Example: I basically used the same example that is used at the start of Chapter 2. The position function represents the height of an object which is dropped from a height of 150 feet, t seconds after it is dropped. The function is
$f(t) = -16t^{2} + 150$
For any function (not just this one), we define the average rate of change (here it’s the average velocity) on an interval $[a,b]$ to be the slope of the secant line that passes through the two points $\left(a, f(a)\right)$ and $\left(b, f(b)\right)$ as
$\frac{f(b) – f(a)}{b-a}$
In class we computed the average rate of change for our position function on the intervals [2, 3] and [2, 2.5] . On your own you can compute the average rate of change on the intervals [2, 2.1] and [2, 2.01] and more if you like… or you can look at the textbook!
Notice that the right-hand endpoints of these intervals are getting closer and closer to 2. The idea is that we want to look at what happens to these slopes (average velocities) as the second point approaches (2, 86).

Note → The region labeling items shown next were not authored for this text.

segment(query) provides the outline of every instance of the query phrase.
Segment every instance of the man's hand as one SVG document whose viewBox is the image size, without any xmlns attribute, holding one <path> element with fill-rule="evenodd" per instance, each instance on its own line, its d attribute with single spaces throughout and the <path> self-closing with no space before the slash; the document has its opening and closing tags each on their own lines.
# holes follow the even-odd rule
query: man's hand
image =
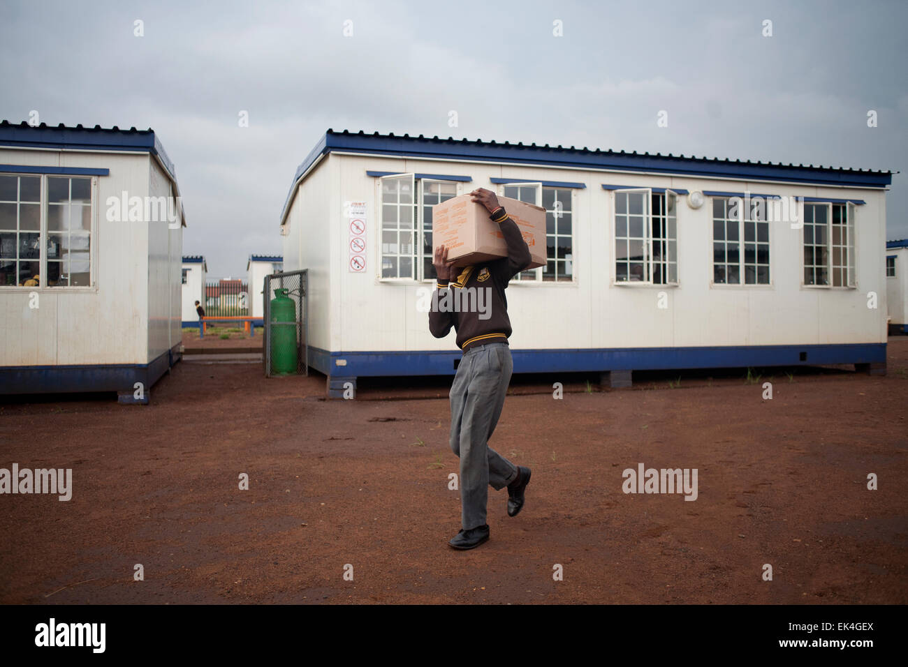
<svg viewBox="0 0 908 667">
<path fill-rule="evenodd" d="M 432 260 L 435 274 L 439 280 L 453 280 L 457 278 L 457 269 L 453 261 L 448 261 L 448 249 L 442 243 L 435 249 L 435 259 Z"/>
<path fill-rule="evenodd" d="M 486 190 L 485 188 L 479 188 L 474 190 L 469 193 L 473 198 L 475 203 L 482 204 L 486 207 L 489 213 L 498 208 L 498 198 L 490 190 Z"/>
</svg>

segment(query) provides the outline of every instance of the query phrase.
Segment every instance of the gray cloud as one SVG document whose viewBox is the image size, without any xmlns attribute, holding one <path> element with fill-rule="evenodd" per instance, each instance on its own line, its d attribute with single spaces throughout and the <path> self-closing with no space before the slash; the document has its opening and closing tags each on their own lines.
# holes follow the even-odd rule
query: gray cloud
<svg viewBox="0 0 908 667">
<path fill-rule="evenodd" d="M 329 127 L 904 172 L 906 19 L 899 2 L 5 3 L 0 117 L 153 128 L 185 253 L 237 275 L 280 252 Z M 908 237 L 903 181 L 890 239 Z"/>
</svg>

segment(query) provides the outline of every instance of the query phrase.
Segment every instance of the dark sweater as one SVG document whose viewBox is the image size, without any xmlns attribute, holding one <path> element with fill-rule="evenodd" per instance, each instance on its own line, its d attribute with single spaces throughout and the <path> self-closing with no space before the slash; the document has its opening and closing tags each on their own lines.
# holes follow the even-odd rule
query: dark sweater
<svg viewBox="0 0 908 667">
<path fill-rule="evenodd" d="M 517 223 L 503 210 L 492 219 L 501 228 L 508 256 L 465 267 L 449 283 L 438 280 L 429 311 L 432 336 L 442 338 L 454 327 L 457 345 L 464 351 L 478 345 L 508 341 L 511 326 L 505 289 L 531 261 L 529 248 Z"/>
</svg>

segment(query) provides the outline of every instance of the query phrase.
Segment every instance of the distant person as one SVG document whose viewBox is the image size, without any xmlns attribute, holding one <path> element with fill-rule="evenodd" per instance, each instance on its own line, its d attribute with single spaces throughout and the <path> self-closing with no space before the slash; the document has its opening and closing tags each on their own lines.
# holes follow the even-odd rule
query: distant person
<svg viewBox="0 0 908 667">
<path fill-rule="evenodd" d="M 515 466 L 489 446 L 514 370 L 508 346 L 511 326 L 505 288 L 511 278 L 529 265 L 529 248 L 517 223 L 498 205 L 494 192 L 479 188 L 470 195 L 474 202 L 486 207 L 489 217 L 498 224 L 508 246 L 508 256 L 465 267 L 459 273 L 453 262 L 448 261 L 448 250 L 443 245 L 436 249 L 433 260 L 438 275 L 435 297 L 439 300 L 434 301 L 429 312 L 429 329 L 432 336 L 440 338 L 453 326 L 457 345 L 463 350 L 450 390 L 450 446 L 460 457 L 463 526 L 448 543 L 455 549 L 472 549 L 489 539 L 486 505 L 489 485 L 496 491 L 508 486 L 508 515 L 517 516 L 523 507 L 524 491 L 530 476 L 528 467 Z M 435 308 L 435 303 L 442 302 L 442 290 L 467 289 L 488 289 L 489 311 L 458 312 Z"/>
</svg>

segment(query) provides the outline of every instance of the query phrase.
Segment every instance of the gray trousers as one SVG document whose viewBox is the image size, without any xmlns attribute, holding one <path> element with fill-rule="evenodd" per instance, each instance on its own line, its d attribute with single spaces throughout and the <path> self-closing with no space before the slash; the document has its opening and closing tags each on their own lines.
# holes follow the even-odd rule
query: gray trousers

This will mean taking a limit.
Looking at the results from those average velocities, it appears that they do approach a limit and the limit is -64 (or very close to that).
Now we will rewrite the formula for the average velocity a bit. Think of taking the interval [2, 2+h] where h is some (small) number, possibly negative. So we would think of our intervals as [2, 2+1], [2, 2+0.5], [2, 2+0.1], etc. Then the slope of the secant line (the average velocity) would be written as
$\frac{f(2+h) – f(2)}{(2+h)-2} = \frac{f(2+h) – f(2)}{h}$
And we will define the instantaneous velocity at t=2 to be the limit of this as h goes to 0:
$\displaystyle \lim_{h\rightarrow 0} \frac{f(2+h) – f(2)}{h}$
Let’s compute that limit. We already know that $f(2) = 86$. To find $f(2+h)$:
\begin{align*}
f(2+h) = -16(2+h)^{2} + 150 & = -16(4 + 4h + h^{2}) + 150\\
& = -64 -64h -16h^{2} + 150\\
& = 86 -64h – 16h^{2}
\end{align*}
So $f(2+h) – f(2) = 86 -64h – 16h^{2} -86 = -64h – 16h^{2}$
\begin{align*}
\displaystyle \lim_{h\rightarrow 0} \frac{f(2+h) – f(2)}{h} & = \lim_{h\rightarrow 0} \frac{-64h – 16h^{2}}{h}\\
& =\lim_{h\rightarrow 0} \frac{h(-64 – 16h)}{h}\\
& = \lim_{h\rightarrow 0}(-64 – 16h)\\
& = -64 – 16(0) = -64
\end{align*}
So the slope of the tangent line is -64, as we predicted.